Поёжившись, Михаил пошёл в дом, наверное, надо было печку днём затопить, просушить и прогреть дом. Ну да ладно, ему не впервой, приходилось и в менее комфортных условиях ночевать! А уж завтра протопит печку, благо дров запасено в новеньком сарае.

Сбросив с себя мокрую, испачканную болотной грязью одежду, Михаил стал лить на себя едва тёплую воду, баня-то вчера топлена. После такого, чуть тёплого «душа» Михаил выскочил на улицу исходя мурашками и кутаясь в полотенце, поднимался ветер, клоня высокие вершины елей в бору из стороны в сторону.

Одевшись в тёплую армейскую «нателку», Михаил поставил на плитку чайник и завернувшись в шерстяное одеяло уселся за стол. Перед ним лежала книга, та самая, в тиснёном кожаном переплёте, которую он достал сегодня из подвала. Масляная лампа давала мало света, Михаил зажёг ещё несколько свечей, и стал рассматривать ровные, написанные старинными буквами строчки.

– Ну что, как ты? – мягкий хлопок и контральто раздались одновременно, Михаил даже подпрыгнул от неожиданности.

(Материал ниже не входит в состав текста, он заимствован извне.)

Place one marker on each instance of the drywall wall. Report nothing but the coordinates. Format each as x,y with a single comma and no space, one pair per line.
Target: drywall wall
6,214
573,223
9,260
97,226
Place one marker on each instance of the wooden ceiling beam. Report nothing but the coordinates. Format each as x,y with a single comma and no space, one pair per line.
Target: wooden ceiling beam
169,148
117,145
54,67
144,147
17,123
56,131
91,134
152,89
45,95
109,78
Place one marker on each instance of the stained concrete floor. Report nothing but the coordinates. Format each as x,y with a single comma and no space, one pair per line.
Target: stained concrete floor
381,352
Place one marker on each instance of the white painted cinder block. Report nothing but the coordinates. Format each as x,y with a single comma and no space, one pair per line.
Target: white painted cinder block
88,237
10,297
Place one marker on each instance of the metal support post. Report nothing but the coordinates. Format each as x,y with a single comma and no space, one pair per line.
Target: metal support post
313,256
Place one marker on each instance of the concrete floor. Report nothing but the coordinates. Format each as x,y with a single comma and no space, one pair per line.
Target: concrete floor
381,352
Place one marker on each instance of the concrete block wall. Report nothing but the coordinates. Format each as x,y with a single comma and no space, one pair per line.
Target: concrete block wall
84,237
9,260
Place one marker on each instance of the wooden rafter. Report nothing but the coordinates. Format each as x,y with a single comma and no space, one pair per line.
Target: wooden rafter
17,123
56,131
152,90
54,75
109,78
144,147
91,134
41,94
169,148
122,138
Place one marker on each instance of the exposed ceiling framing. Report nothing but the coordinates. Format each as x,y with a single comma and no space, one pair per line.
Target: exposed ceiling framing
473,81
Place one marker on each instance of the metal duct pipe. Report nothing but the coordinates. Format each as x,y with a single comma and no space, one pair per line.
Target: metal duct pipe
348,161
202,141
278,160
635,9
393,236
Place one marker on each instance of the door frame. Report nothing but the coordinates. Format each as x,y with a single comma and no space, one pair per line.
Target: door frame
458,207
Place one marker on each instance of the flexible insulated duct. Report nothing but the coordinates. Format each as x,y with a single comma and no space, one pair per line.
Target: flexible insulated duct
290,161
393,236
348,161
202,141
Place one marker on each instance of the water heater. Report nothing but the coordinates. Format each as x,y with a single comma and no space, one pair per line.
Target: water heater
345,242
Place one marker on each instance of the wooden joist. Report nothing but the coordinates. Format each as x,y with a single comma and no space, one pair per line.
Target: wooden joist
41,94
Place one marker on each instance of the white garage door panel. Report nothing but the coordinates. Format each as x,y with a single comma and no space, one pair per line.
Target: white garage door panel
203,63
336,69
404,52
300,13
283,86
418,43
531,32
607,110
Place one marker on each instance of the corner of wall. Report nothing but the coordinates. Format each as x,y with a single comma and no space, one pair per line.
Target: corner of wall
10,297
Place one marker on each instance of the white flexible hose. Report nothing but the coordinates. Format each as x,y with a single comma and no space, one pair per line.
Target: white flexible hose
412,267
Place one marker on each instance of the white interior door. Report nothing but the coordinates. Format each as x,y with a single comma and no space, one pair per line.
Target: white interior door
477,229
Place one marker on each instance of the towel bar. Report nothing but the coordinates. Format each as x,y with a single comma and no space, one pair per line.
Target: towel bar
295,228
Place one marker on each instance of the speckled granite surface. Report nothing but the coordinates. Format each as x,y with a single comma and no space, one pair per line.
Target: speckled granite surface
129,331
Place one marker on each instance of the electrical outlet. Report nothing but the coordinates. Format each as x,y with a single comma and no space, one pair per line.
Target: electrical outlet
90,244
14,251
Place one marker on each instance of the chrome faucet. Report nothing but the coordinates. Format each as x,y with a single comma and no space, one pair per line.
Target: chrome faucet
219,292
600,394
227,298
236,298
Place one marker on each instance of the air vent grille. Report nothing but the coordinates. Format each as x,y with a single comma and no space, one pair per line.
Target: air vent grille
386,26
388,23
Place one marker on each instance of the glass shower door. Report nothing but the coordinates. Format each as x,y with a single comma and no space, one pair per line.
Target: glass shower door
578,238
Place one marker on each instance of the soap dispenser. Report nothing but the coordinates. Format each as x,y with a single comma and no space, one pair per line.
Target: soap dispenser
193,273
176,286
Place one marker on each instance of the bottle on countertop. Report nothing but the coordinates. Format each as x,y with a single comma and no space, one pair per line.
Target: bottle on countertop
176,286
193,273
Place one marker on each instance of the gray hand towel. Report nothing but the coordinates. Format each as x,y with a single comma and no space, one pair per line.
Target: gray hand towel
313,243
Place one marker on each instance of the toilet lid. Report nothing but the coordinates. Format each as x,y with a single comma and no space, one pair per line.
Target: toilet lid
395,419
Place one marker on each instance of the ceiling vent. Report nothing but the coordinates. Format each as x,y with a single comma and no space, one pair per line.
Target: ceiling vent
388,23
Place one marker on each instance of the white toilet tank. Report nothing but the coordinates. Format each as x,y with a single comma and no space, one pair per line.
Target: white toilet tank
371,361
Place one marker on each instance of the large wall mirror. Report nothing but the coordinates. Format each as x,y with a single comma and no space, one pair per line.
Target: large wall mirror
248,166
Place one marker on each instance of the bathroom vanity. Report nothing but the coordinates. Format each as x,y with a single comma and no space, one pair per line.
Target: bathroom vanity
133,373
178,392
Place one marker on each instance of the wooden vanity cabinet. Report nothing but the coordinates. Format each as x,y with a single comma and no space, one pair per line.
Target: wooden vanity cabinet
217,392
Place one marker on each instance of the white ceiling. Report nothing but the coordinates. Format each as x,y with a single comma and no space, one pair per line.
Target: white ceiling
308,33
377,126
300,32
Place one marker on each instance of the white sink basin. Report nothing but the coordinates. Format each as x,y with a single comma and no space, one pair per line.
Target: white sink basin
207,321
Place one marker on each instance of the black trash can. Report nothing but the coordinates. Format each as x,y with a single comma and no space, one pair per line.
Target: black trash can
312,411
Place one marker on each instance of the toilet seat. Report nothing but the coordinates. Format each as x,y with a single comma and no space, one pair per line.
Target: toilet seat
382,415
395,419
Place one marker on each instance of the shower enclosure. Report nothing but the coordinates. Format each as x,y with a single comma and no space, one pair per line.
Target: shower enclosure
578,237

– Тётушка! Ну нельзя же так человека пугать! Я чуть не окочурился! – Михаил сердито подтянул на себе одеяло, – И так натерпелся сегодня!

– Извини, не хотела тебя так напугать, – Аделаида изящным движением поправила серебристо-голубое платье, – А потом, Михаил, что за выражения? «Окочурился»!

– Пардон, тётушка, я от волнения. Я нашел то, о чём ты говорила, – Михаил указал на книгу, – Только там много всего, как найти, где про Каянов этих написано? Да и как это прочитать, я на старорусском, или как там его, не понимаю.

– На каком ещё старорусском? – спросила Аделаида, потягивая свою трубку, от которой в воздухе слышался аромат яблока и вишнёвой косточки.

– Да вот на этом! – Михаил открыл первую попавшуюся страницу книги и ткнул пальцем в строчки.

Тут на его удивление в глазах чуть замельтешило, и старинные малопонятные буквы и слова выстроились в обычные, стройные и знакомые Михаилу строки.

– Ну вот, а ты переживал, – сказала Аделаида, пуская тонкую струйку дыма в потолок, – Не думал же ты, что глаза Зверобоя только как подзорная труба работают?

В кухне загремел крышкой чайник, Михаил убрал пока книгу в сторону и накрыл стол к чаю. Стал рассказывать Аделаиде, что с ним сегодня приключилось.